President Toroama says these remains must be unearthed, returned to their families, given proper burials and recognized.

He’s called them heroes for a cause which has led Bougainville to its current state of autonomy working towards independence.
The president made this remarks when taking part in the May 17 Remembrance Day commemorations at Tsunpetz in Suir District and Sipotavae in Tinputz District over the weekend, during retrieval of 14 remains of a platoon of the then Bougainville Revolutionary Army, which was massacred at Tsunpetz when their planned attack on PNG security forces bunkers failed.
Accounts of the massacre say the men were not only killed but their bodies mutilated and humiliated as well, constituting war crimes.
Two mass graves each containing five bodies and four separate single graves were exhumed and their remains retrieved – an emotional experience conducted by the Office of Missing Persons, officers from the Department of Independence Mission Implementation and locals in Tsunpetz.

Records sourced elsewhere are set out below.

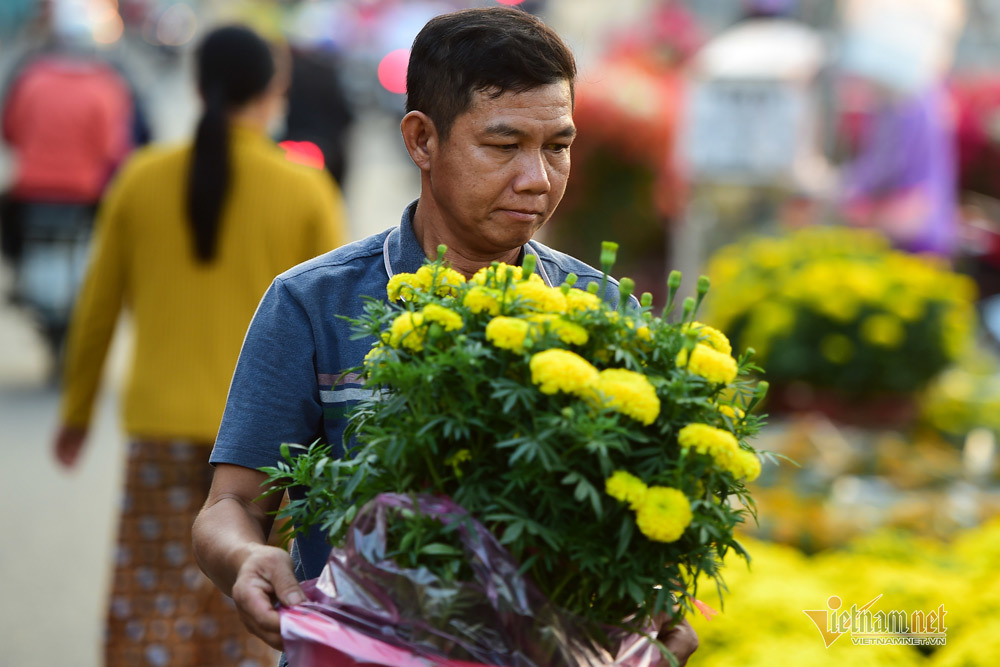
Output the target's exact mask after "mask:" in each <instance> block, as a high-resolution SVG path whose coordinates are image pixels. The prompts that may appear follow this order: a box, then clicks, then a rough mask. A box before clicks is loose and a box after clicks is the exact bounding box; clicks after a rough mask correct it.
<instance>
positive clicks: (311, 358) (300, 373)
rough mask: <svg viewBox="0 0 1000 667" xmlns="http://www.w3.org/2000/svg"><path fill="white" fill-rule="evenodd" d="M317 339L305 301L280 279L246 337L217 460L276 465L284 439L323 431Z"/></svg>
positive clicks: (211, 458)
mask: <svg viewBox="0 0 1000 667" xmlns="http://www.w3.org/2000/svg"><path fill="white" fill-rule="evenodd" d="M315 347H316V346H315V339H314V336H313V331H312V326H311V323H310V321H309V317H308V315H307V314H306V311H305V309H304V308H303V307H302V304H301V303H300V302H299V301H298V300H297V299H296V298H295V297H294V296H293V295H292V294H291V293H290V292H289V290H288V288H287V287H286V286H285V284H284V283H283V282H282V281H281V279H280V278H279V279H276V280H275V281H274V282H273V283H272V284H271V287H270V288H269V289H268V291H267V292H266V293H265V294H264V298H263V299H262V300H261V302H260V305H258V307H257V312H256V313H255V314H254V317H253V320H252V321H251V323H250V328H249V329H248V331H247V335H246V338H245V339H244V341H243V349H242V350H241V351H240V358H239V361H238V362H237V364H236V372H235V373H234V375H233V381H232V383H231V385H230V388H229V397H228V399H227V400H226V409H225V412H224V414H223V417H222V424H221V426H220V427H219V434H218V437H217V438H216V441H215V448H214V449H213V450H212V456H211V459H210V460H211V462H212V463H232V464H236V465H241V466H244V467H247V468H260V467H262V466H268V465H274V464H275V463H276V462H277V461H278V459H279V457H280V453H279V451H280V446H281V444H282V443H285V442H287V443H296V444H303V445H310V444H312V443H313V442H315V441H316V440H317V439H319V438H321V437H322V435H323V406H322V403H321V402H320V395H319V385H318V383H317V376H316V366H315V361H314V359H315Z"/></svg>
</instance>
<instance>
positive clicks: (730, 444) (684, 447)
mask: <svg viewBox="0 0 1000 667" xmlns="http://www.w3.org/2000/svg"><path fill="white" fill-rule="evenodd" d="M677 442H678V443H679V444H680V446H681V447H684V448H685V449H693V450H694V451H696V452H698V453H699V454H708V455H709V456H711V457H712V458H713V459H714V460H715V462H716V464H718V465H719V466H720V467H722V468H723V469H725V470H730V469H731V467H732V461H733V459H734V458H735V457H736V454H737V453H738V452H739V451H740V446H739V443H738V442H737V441H736V436H734V435H733V434H732V433H730V432H729V431H724V430H722V429H721V428H716V427H714V426H709V425H708V424H699V423H694V424H688V425H687V426H685V427H684V428H682V429H681V430H680V432H679V433H678V434H677Z"/></svg>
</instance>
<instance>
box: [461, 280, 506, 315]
mask: <svg viewBox="0 0 1000 667" xmlns="http://www.w3.org/2000/svg"><path fill="white" fill-rule="evenodd" d="M462 303H463V304H464V305H465V307H466V308H468V309H469V310H471V311H472V312H474V313H487V314H489V315H499V314H500V295H499V293H498V292H497V291H496V290H494V289H491V288H489V287H483V286H482V285H476V286H474V287H471V288H469V291H468V292H466V293H465V297H464V298H463V299H462Z"/></svg>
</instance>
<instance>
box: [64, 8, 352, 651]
mask: <svg viewBox="0 0 1000 667" xmlns="http://www.w3.org/2000/svg"><path fill="white" fill-rule="evenodd" d="M283 64H284V63H283V62H282V61H281V60H280V59H276V57H275V55H274V54H273V53H272V50H271V48H270V47H269V46H268V44H267V43H266V42H265V41H264V40H262V39H261V38H260V37H259V36H258V35H257V34H255V33H254V32H252V31H250V30H249V29H247V28H243V27H238V26H226V27H221V28H218V29H216V30H214V31H212V32H211V33H209V34H208V35H207V36H206V37H205V38H204V41H203V42H202V43H201V45H200V47H199V49H198V51H197V80H198V89H199V92H200V95H201V98H202V101H203V105H204V109H203V112H202V115H201V118H200V120H199V122H198V127H197V132H196V136H195V138H194V140H193V142H190V143H186V144H183V145H180V146H170V147H150V148H147V149H143V150H141V151H139V152H137V153H136V155H135V156H134V157H133V158H132V159H131V160H130V161H129V162H128V163H127V164H126V165H125V166H124V167H123V168H122V170H121V172H120V174H119V175H118V176H117V177H116V179H115V181H114V183H113V184H112V186H111V187H110V189H109V192H108V195H107V197H106V199H105V200H104V201H103V202H102V204H101V207H100V211H99V216H98V223H97V232H96V237H95V241H94V247H93V254H92V257H91V263H90V266H89V269H88V271H87V275H86V277H85V280H84V284H83V287H82V290H81V293H80V296H79V300H78V302H77V308H76V311H75V312H74V316H73V321H72V324H71V328H70V333H69V340H68V348H67V357H66V363H65V375H64V394H63V397H62V406H61V420H62V423H61V426H60V428H59V430H58V433H57V435H56V437H55V441H54V454H55V456H56V458H57V459H58V461H59V462H60V463H61V464H62V465H64V466H66V467H72V466H74V465H76V464H77V463H78V461H79V458H80V455H81V452H82V451H83V447H84V442H85V438H86V435H87V429H88V425H89V424H90V420H91V413H92V411H93V406H94V401H95V397H96V395H97V393H98V386H99V381H100V377H101V370H102V367H103V365H104V360H105V357H106V354H107V351H108V348H109V345H110V342H111V340H112V335H113V332H114V329H115V325H116V322H117V320H118V316H119V313H120V311H121V310H122V309H123V307H127V309H128V310H129V311H130V313H131V316H132V319H131V322H132V329H133V331H134V344H133V348H134V349H133V352H132V358H131V360H130V364H129V372H128V378H127V381H126V384H125V390H124V400H123V416H124V428H125V430H126V432H127V434H128V436H129V440H130V442H129V445H128V461H127V470H126V473H125V477H126V482H125V484H126V487H125V491H124V496H123V499H122V508H121V519H120V526H119V536H118V549H117V554H116V557H115V565H114V576H113V584H112V591H111V596H110V602H109V607H108V617H107V633H106V639H105V647H104V648H105V664H106V665H109V666H115V665H129V666H131V665H139V664H151V665H176V666H178V667H180V666H182V665H183V666H185V667H187V666H189V665H233V666H236V665H239V666H240V667H251V666H254V665H256V666H257V667H263V666H264V665H265V664H273V661H274V659H275V656H274V653H273V652H272V651H271V649H270V648H268V647H267V645H266V644H264V643H263V642H261V641H260V640H258V639H257V638H255V637H252V636H251V635H249V634H247V632H246V630H245V629H244V628H243V626H242V624H241V623H240V620H239V617H238V615H237V613H236V611H235V610H234V609H233V608H232V604H231V603H230V602H229V601H228V600H227V599H226V598H225V597H224V596H223V595H222V594H221V593H219V592H218V591H217V590H216V589H215V588H214V586H212V583H211V582H210V581H209V580H208V579H206V578H205V577H204V576H203V575H202V574H201V572H200V571H199V570H198V567H197V565H196V564H195V562H194V559H193V556H192V553H191V547H190V544H191V531H190V528H191V523H192V521H193V520H194V516H195V513H196V512H197V510H198V508H199V506H200V504H201V502H202V501H203V500H204V499H205V496H206V494H207V492H208V488H209V484H210V482H211V477H212V469H211V466H210V465H209V464H208V452H209V449H210V446H211V443H212V441H213V440H214V438H215V435H216V431H217V429H218V426H219V422H220V419H221V417H222V412H223V407H224V405H225V401H226V393H227V389H228V386H229V380H230V378H231V376H232V372H233V367H234V365H235V363H236V359H237V357H238V355H239V350H240V345H241V343H242V341H243V336H244V333H245V331H246V328H247V325H248V323H249V322H250V320H251V317H252V316H253V313H254V309H255V308H256V306H257V303H258V301H259V300H260V297H261V295H262V294H263V293H264V291H265V290H266V288H267V286H268V285H269V284H270V282H271V281H272V279H273V278H274V276H275V275H277V274H279V273H281V272H282V271H284V270H286V269H288V268H289V267H291V266H293V265H295V264H298V263H300V262H303V261H305V260H307V259H309V258H310V257H313V256H315V255H318V254H321V253H324V252H326V251H329V250H330V249H332V248H335V247H337V246H338V245H340V244H341V243H343V242H344V241H345V239H346V224H345V219H344V213H343V208H342V202H341V199H340V195H339V192H338V191H337V189H336V187H335V186H334V184H333V182H332V181H331V179H330V178H329V177H327V176H326V174H324V173H323V172H322V171H320V170H318V169H312V168H309V167H305V166H302V165H297V164H293V163H291V162H289V161H288V160H286V159H285V157H284V155H283V153H282V151H281V150H280V149H279V148H278V147H277V146H276V145H275V144H274V143H273V142H272V141H271V140H270V139H269V138H268V137H267V135H266V129H267V127H268V124H269V123H270V121H271V120H272V118H273V117H274V116H275V114H276V113H277V112H278V111H280V109H281V107H282V104H283V97H284V93H285V89H286V86H287V73H286V68H284V67H282V65H283Z"/></svg>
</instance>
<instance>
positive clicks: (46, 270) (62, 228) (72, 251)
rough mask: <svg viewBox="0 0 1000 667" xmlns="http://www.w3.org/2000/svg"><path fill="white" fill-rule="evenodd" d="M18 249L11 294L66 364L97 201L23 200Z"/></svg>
mask: <svg viewBox="0 0 1000 667" xmlns="http://www.w3.org/2000/svg"><path fill="white" fill-rule="evenodd" d="M13 209H14V210H13V211H12V210H11V207H8V211H7V213H8V215H9V214H11V213H13V214H14V215H15V217H16V219H17V227H18V236H19V238H18V246H19V247H18V252H17V258H16V260H15V261H14V262H13V268H14V281H13V286H12V288H11V294H10V298H11V300H12V301H13V302H14V303H15V304H16V305H18V306H19V307H21V308H23V309H24V310H25V311H26V312H27V313H28V314H29V315H30V316H31V318H32V320H33V321H34V323H35V325H36V326H37V327H38V329H39V332H40V333H41V334H42V336H43V337H44V339H45V342H46V345H47V346H48V348H49V351H50V353H51V355H52V359H53V361H54V371H55V373H56V374H57V373H58V371H59V368H60V366H61V361H62V350H63V343H64V342H65V338H66V332H67V330H68V329H69V321H70V315H71V314H72V310H73V303H74V301H75V299H76V294H77V292H78V291H79V287H80V283H81V282H82V280H83V275H84V270H85V268H86V263H87V253H88V249H89V246H90V238H91V234H92V231H93V225H94V206H91V205H86V204H67V203H47V202H18V203H17V204H14V205H13Z"/></svg>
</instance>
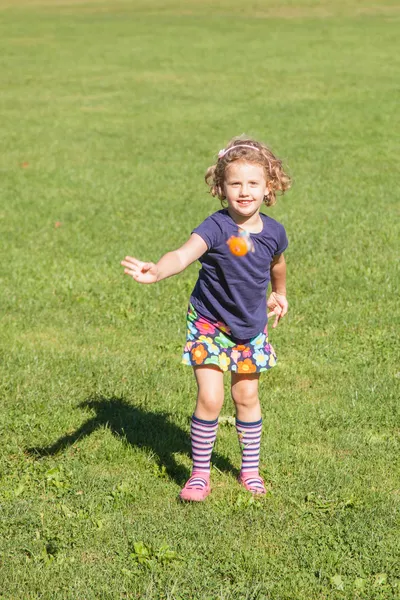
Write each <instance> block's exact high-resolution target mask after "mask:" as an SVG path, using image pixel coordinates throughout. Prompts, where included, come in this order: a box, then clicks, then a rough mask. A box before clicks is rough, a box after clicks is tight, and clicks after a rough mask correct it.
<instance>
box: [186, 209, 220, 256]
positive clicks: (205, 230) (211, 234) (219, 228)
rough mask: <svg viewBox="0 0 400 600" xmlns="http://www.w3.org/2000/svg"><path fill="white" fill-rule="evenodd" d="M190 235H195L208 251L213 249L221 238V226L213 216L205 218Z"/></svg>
mask: <svg viewBox="0 0 400 600" xmlns="http://www.w3.org/2000/svg"><path fill="white" fill-rule="evenodd" d="M192 233H197V235H199V236H200V237H201V238H202V239H203V240H204V241H205V243H206V244H207V247H208V249H209V250H210V249H211V248H213V247H215V246H216V245H217V244H218V240H219V239H220V237H221V226H220V224H219V223H218V221H217V219H216V218H215V215H211V216H210V217H207V219H205V220H204V221H203V222H202V223H200V225H199V226H198V227H196V229H193V231H192Z"/></svg>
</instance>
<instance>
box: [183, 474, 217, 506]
mask: <svg viewBox="0 0 400 600" xmlns="http://www.w3.org/2000/svg"><path fill="white" fill-rule="evenodd" d="M210 491H211V488H210V474H209V473H207V472H206V473H203V472H202V471H197V472H196V473H192V475H191V477H190V479H188V481H187V482H186V483H185V487H184V488H183V489H182V490H181V493H180V494H179V497H180V499H181V500H186V501H187V502H202V501H203V500H205V499H206V498H207V496H208V494H209V493H210Z"/></svg>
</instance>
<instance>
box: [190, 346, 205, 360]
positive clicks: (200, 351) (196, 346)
mask: <svg viewBox="0 0 400 600" xmlns="http://www.w3.org/2000/svg"><path fill="white" fill-rule="evenodd" d="M191 355H192V360H193V361H194V362H195V363H196V365H201V364H202V363H203V362H204V359H205V358H207V355H208V353H207V350H206V349H205V348H204V346H203V344H199V345H197V346H195V347H194V348H192V350H191Z"/></svg>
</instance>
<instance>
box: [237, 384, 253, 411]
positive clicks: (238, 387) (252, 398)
mask: <svg viewBox="0 0 400 600" xmlns="http://www.w3.org/2000/svg"><path fill="white" fill-rule="evenodd" d="M231 394H232V400H233V401H234V403H235V404H236V405H240V406H246V407H253V406H256V405H257V404H259V399H258V388H257V387H256V386H254V385H245V384H244V385H233V386H232V389H231Z"/></svg>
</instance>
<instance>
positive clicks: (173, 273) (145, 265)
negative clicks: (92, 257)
mask: <svg viewBox="0 0 400 600" xmlns="http://www.w3.org/2000/svg"><path fill="white" fill-rule="evenodd" d="M206 251H207V244H206V243H205V241H204V240H203V238H201V237H200V236H199V235H197V233H192V235H191V236H190V238H189V239H188V241H187V242H185V243H184V244H183V246H181V247H180V248H178V249H177V250H173V251H172V252H167V254H164V256H162V257H161V258H160V260H159V261H158V263H157V264H155V263H152V262H143V261H141V260H138V259H137V258H134V257H133V256H125V260H123V261H121V265H122V266H123V267H125V269H124V273H125V274H126V275H130V276H131V277H133V279H134V280H135V281H137V282H138V283H156V282H157V281H161V280H162V279H166V278H167V277H171V276H172V275H177V274H178V273H180V272H181V271H183V270H184V269H186V267H188V266H189V265H190V264H192V263H193V262H194V261H195V260H197V259H198V258H200V256H202V255H203V254H204V252H206Z"/></svg>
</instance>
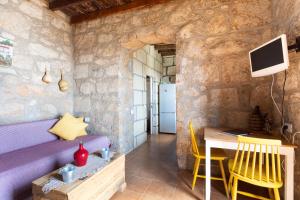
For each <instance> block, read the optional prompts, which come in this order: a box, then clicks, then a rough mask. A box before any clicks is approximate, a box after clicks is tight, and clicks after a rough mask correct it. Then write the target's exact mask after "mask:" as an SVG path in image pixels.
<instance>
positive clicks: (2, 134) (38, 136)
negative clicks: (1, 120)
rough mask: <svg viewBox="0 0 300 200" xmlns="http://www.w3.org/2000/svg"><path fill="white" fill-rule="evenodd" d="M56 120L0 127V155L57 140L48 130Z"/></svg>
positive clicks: (13, 124) (21, 123) (53, 123)
mask: <svg viewBox="0 0 300 200" xmlns="http://www.w3.org/2000/svg"><path fill="white" fill-rule="evenodd" d="M56 122H57V119H51V120H43V121H35V122H28V123H21V124H10V125H2V126H0V154H3V153H7V152H10V151H14V150H18V149H22V148H26V147H30V146H34V145H37V144H42V143H45V142H50V141H54V140H57V137H56V136H55V135H53V134H51V133H49V132H48V130H49V129H50V128H51V127H52V126H53V125H54V124H55V123H56Z"/></svg>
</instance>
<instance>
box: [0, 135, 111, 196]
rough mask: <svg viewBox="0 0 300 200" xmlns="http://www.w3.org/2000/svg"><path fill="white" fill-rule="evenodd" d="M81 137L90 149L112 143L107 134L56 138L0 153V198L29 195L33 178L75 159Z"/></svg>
mask: <svg viewBox="0 0 300 200" xmlns="http://www.w3.org/2000/svg"><path fill="white" fill-rule="evenodd" d="M80 141H83V142H84V146H85V148H86V149H87V150H88V151H89V152H95V151H97V150H100V149H101V148H103V147H108V146H109V140H108V138H107V137H104V136H99V135H88V136H82V137H79V138H78V139H76V140H74V141H63V140H56V141H51V142H47V143H44V144H40V145H36V146H33V147H29V148H25V149H21V150H17V151H13V152H9V153H6V154H3V155H0V160H1V162H0V199H1V200H13V199H22V198H24V197H26V196H30V194H31V182H32V181H33V180H35V179H37V178H39V177H41V176H43V175H45V174H47V173H49V172H51V171H53V170H55V169H57V168H59V167H61V166H63V165H65V164H66V163H69V162H71V161H73V153H74V152H75V151H76V150H77V149H78V144H79V142H80Z"/></svg>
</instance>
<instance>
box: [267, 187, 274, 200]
mask: <svg viewBox="0 0 300 200" xmlns="http://www.w3.org/2000/svg"><path fill="white" fill-rule="evenodd" d="M268 191H269V196H270V199H272V200H273V199H274V191H273V189H272V188H268Z"/></svg>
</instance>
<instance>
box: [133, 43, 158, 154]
mask: <svg viewBox="0 0 300 200" xmlns="http://www.w3.org/2000/svg"><path fill="white" fill-rule="evenodd" d="M131 62H132V63H131V65H132V69H133V101H134V103H133V111H134V112H133V113H134V125H133V131H134V146H133V148H137V147H138V146H139V145H141V144H143V143H144V142H145V141H147V125H148V124H147V119H148V118H149V115H150V113H148V110H150V109H151V108H150V103H151V106H152V116H153V117H152V119H153V121H152V133H153V134H157V133H158V85H159V83H160V79H161V74H162V57H161V55H160V54H158V52H157V50H155V49H154V45H146V46H145V47H144V48H141V49H139V50H137V51H135V52H134V53H133V58H132V61H131ZM146 76H149V77H151V78H152V82H151V83H152V85H151V86H150V85H149V88H148V85H147V80H146ZM151 83H149V84H151ZM150 87H151V88H152V89H151V90H152V97H151V99H152V100H150V99H147V91H148V90H150ZM149 126H150V124H149Z"/></svg>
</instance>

The remains, mostly of fighters from Tinputz, were later brought to the Saint Peter Channel Tsunpetz Primary School – the grounds where they were initially killed and later transported to Sipotavae in Tinputz back to their families to be secured at the local Memorial Monument for those missing or killed during the war.

President Toroama says there are many fighters, whose remains are yet to be retrieved and given proper burial, and this is what he’s determined to do.
The Tsunpetz event is the first-ever exhumation of mass graves and bones retrieval the region has witnessed.
There are a number of similar mass graves, including that at the Bel Isi or Peace Park in Buka Town, and President Toroama told NBC Bougainville News, that he’s determined to continue exhumation, retrieval, proper burial and recognition of these men, believing that Bougainville can only move forward successfully if it observes these rituals, which is both humane as well as cultural and customary.